Amdahls law also allows comparision between two design
alternatives. For example a program that spends half of its time
doing floating-point spends 20% of its time doing floating-point
square roots. One proposal is to add floating-point square roots
hardware which speeds that operation by a factor of 10. A second
proposal is simply to make all floating point operations run twice
as fast. Which gives the best speed-up?
S1=1/(0.8+0.2/10)) = 1.22
S2=1/(0.5+0.5/2)) = 1.33
So the second proposal is better.
CPU Performance Equation
CPU time = CPU clock cycles/Clock rate
We could also count the number of instructions executed (IC). This
in turn allows us to calculate the very important measure
CPI = CPU clock cycles/IC
Where CPI is Cycles Per Instruction
So CPU time = IC*CPI/Clock rate
Therefore reducing IC and CPI while increasing the clock rate
improves performance.
Of course in practise a more complex instruction might require
more cycles to complete. For a particular program it is possible to
compute an average value for CPI in the obvious way.

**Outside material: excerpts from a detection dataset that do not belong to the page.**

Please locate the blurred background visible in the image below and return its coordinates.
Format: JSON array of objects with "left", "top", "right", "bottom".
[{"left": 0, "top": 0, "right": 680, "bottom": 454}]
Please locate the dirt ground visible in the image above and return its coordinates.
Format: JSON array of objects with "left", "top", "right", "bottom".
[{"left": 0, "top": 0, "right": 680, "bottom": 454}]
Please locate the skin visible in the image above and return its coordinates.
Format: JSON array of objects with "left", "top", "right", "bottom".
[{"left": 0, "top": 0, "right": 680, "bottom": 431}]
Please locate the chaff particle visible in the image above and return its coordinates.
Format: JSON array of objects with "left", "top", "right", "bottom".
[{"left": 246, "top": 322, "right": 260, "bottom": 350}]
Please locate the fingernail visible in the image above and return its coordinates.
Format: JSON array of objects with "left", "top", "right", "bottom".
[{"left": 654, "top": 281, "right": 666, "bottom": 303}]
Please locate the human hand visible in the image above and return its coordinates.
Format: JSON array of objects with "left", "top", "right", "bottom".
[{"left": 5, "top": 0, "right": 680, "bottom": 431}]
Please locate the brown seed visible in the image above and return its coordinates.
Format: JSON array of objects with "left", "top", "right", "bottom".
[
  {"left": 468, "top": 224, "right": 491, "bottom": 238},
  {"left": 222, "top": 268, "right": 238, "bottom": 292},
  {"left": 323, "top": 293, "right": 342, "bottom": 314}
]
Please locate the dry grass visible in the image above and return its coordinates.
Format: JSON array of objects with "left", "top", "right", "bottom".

In this course we will be particularly interested in finding ways to
decrease CPI.
Consider the Intel 8086 instruction PUSH AX
8086
80286
80386
80486
-
11 clock cycles
3 clock cycles
2 clock cycles
1 clock cycle
So its not just clock speed that has improved over the years, its CPI
as well.
MIPS & MFLOPS
Another common (and deceptive) measure of Computer
performance is MIPS – millions of instructions per second and its
cousin MFLOPS – millions of floating-point operations per
second.
MIPS = Clock Rate/CPI*106
But MIPS can vary inversely to performance! Consider a machine
with an optional Floating-Point processor. Without the coprocessor
FP implementation is software requires lots of integer instructions,
with the coprocessor it requires a lot less. A single FSQRT
instruction might take 10 clock cycles, and replace maybe 300
integer instructions which take 1 clock cycle each. So average CPI
goes up. Which has the greater MIPS?
An optimising compiler which is successful in reducing the
number of fast 1-cycle instructions, will actually result in a lower
MIPS rating!
MFLOPS tries (and fails) to do the same specifically for floatingpoint. Another problem here is that it is difficult to compare
different computers. Some implement a floating point division
instruction (Pentium) other don’t (Sparc). Cycle times for complex
instructions like sine and cosine might be quite large, so it depends
a lot on the instruction mix in the program.